Mit dem Neubau ist die Aufwertung des Freiraums verbunden, der sich nun fein differenziert zwischen den Baukörpern entwickelt.
Dabei ist die eigenwillig wirkende Gebäudeform des fünfgeschossigen Neubaus weniger individualistisch, als es zunächst den Anschein haben mag. Ein Andocken an das denkmalgeschützte Kreishaus war schwer möglich, eine Orientierung zu den Gründerzeitbauten inhaltlich problematisch. Die Architekten entschieden sich daher dafür, den freien Raum mit einer leicht abgewinkelten Form zu nutzen und dabei die Eigenständigkeit der bestehenden Bauten nicht in Frage zu stellen. Die abgerundeten Konturen unterstützen diese Anliegen, und sie betonen die die Qualität des durchlässigen und zusammenhängenden Freiraums. Geschickt nutzen die Architekten dabei die sich durch die Hanglage ergebende Höhendifferenz, um den Freiraum durch Terrassen leicht zu differenzieren und im Süden die Einfahrt zur Tiefgarage unauffällig zu integrieren.
Mit zwei Fassadensystemen wird die verschiedenen Nutzungen nach außen abgebildet. Die Eingänge werden durch eine eingerückte Gebäudekontur markiert.

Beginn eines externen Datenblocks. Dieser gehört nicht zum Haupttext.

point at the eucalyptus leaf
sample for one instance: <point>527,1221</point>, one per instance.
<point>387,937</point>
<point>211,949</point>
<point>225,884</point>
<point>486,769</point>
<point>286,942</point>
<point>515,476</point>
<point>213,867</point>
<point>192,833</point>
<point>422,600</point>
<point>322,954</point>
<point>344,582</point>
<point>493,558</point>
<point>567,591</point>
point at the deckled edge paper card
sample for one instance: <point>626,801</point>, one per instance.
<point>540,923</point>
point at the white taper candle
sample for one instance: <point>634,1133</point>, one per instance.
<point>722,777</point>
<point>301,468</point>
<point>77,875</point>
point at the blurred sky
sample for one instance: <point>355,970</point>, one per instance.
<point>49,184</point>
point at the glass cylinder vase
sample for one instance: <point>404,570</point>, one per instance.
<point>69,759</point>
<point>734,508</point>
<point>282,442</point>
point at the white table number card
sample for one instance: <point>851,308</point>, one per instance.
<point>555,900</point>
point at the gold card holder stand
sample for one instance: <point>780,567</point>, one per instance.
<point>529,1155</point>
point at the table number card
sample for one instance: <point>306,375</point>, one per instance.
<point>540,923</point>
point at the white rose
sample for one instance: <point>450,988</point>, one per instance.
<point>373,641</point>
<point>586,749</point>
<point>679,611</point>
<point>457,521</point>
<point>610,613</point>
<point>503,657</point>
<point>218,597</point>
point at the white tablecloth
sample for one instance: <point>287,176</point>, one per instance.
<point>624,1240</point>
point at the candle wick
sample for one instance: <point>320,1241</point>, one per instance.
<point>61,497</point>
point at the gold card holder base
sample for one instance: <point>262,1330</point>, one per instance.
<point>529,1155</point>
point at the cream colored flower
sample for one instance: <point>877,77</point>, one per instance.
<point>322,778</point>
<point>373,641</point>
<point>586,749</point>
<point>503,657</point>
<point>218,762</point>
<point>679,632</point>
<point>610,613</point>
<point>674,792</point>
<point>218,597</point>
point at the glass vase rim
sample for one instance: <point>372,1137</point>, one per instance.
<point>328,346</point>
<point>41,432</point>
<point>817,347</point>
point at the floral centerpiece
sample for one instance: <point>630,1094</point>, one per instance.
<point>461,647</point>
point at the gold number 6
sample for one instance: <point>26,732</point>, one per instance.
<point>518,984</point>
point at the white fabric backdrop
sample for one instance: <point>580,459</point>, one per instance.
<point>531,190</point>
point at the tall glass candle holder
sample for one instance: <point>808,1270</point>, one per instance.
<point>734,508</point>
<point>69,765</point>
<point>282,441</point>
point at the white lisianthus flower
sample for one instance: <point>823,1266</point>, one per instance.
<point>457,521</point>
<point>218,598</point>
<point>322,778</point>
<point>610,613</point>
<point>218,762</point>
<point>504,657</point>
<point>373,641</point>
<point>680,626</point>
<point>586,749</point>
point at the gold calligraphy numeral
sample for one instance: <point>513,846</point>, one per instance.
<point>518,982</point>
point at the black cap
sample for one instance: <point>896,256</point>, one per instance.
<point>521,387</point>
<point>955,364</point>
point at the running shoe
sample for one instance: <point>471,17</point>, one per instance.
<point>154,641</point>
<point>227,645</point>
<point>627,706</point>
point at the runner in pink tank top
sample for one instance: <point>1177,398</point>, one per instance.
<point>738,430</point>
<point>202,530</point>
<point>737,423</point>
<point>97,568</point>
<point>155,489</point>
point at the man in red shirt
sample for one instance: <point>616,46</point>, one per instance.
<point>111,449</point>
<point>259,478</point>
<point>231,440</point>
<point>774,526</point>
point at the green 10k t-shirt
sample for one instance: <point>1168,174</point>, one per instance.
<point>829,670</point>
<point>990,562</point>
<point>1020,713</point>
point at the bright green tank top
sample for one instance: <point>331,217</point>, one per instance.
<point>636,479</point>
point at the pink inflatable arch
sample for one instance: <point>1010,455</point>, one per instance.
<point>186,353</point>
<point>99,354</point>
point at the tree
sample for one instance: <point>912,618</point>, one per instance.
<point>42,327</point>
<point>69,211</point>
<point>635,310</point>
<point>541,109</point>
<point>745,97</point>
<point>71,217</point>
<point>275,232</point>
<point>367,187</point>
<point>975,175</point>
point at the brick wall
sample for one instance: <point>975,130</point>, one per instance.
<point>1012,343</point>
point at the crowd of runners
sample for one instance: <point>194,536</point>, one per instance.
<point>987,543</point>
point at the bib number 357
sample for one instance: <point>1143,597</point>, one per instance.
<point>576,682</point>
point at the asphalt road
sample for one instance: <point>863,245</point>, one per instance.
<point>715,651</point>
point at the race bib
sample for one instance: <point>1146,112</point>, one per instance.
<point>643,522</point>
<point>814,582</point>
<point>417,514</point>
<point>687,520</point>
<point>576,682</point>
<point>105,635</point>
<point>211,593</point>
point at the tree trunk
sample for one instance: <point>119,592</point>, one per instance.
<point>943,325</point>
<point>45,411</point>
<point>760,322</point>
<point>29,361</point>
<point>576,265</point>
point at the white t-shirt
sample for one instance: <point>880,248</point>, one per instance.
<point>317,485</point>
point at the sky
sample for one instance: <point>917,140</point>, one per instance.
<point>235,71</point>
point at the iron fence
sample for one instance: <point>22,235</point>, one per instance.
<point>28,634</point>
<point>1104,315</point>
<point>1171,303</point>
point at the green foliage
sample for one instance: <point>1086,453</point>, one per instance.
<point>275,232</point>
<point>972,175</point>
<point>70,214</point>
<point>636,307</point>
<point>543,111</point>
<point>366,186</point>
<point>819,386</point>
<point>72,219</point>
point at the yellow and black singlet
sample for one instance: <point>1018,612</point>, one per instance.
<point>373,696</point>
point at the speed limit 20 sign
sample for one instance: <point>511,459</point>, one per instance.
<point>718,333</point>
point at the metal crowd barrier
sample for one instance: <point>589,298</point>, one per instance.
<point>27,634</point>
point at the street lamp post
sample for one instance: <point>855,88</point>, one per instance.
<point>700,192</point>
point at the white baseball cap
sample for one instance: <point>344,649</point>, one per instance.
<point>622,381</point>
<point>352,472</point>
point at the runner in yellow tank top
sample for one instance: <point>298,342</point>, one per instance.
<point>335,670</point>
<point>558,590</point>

Die Gebäudeeingänge werden durch ein- beziehungsweise zweigeschossig eingezogene Gebäudelinien markiert. Die auffällige Fassade besteht aus zwei unterschiedlichen Systemen, die sich auf die dahinter liegende Nutzung bezieht. Vor den Büros ist sie als vorgesetzte Holz-Aluminium-Konstruktion mit Festverglasungselementen, Paneelöffnungsflügeln sowie großformatigen HPL-Platten in grau und warmem Gelb ausgeführt.
Hinter den flächig verglasten Fassadenabschnitten befinden sich im Erdgeschoss der Mediensaal und die Kantine, im ersten Obergeschoss die Sitzungssäle. Die äußere Schale ist eine hinterlüftete Einscheibenverglasung, die innere Schicht besteht aus geschosshohen Öffnungsflügeln. Im Zwischenraum sind bewegliche Vertikallamellen als Sicht- und Blendschutz eingebaut. Die massiven Innenwände dieser Sonderräume tragen die darüberliegenden Bürogeschosse. Im ersten Obergeschoss verbindet ein gläserner Gang den Neu- mit dem Altbau.
Das neue Haus gelingt damit auf dem schwierigen Areal der Spagat, die Qualität des Bestands nicht in Frage zu stellen, und trotzdem den frischen Wind des Neuen zu verbreiten.
Christian Holl
Lageplan
Grundriss Erdgeschoss
Kreishauserweiterung
2005
Zollernstraße 10
52070 Aachen
Auftraggeber
Kreis Aachen
Architektur
Böhning Kellerer Schüler Zalenga
Architekturbüro L33
Berlin
Entwurf und Planung
Guido Böhning
Eva Kellerer
Frank Schüler
Bettina Zalenga
Nils Schülke
Ausführung
Heuer und Faust
Aachen
Tragwerksplanung
Pabst & Partner
Weimar
Haustechnik
Prömper–Reuling GmbH
Baesweiler
Inco Ingenieurbüro
Aachen
Akustik
Trogisch Kettenis Ingenieure
Aachen
Küchenplanung
Johann Hanotte GmbH
Aachen
Baukosten
ca. 10,5 Mio. € brutto
Fotografie
Anja Schlammann (1, 2)
Guido Böhning (3)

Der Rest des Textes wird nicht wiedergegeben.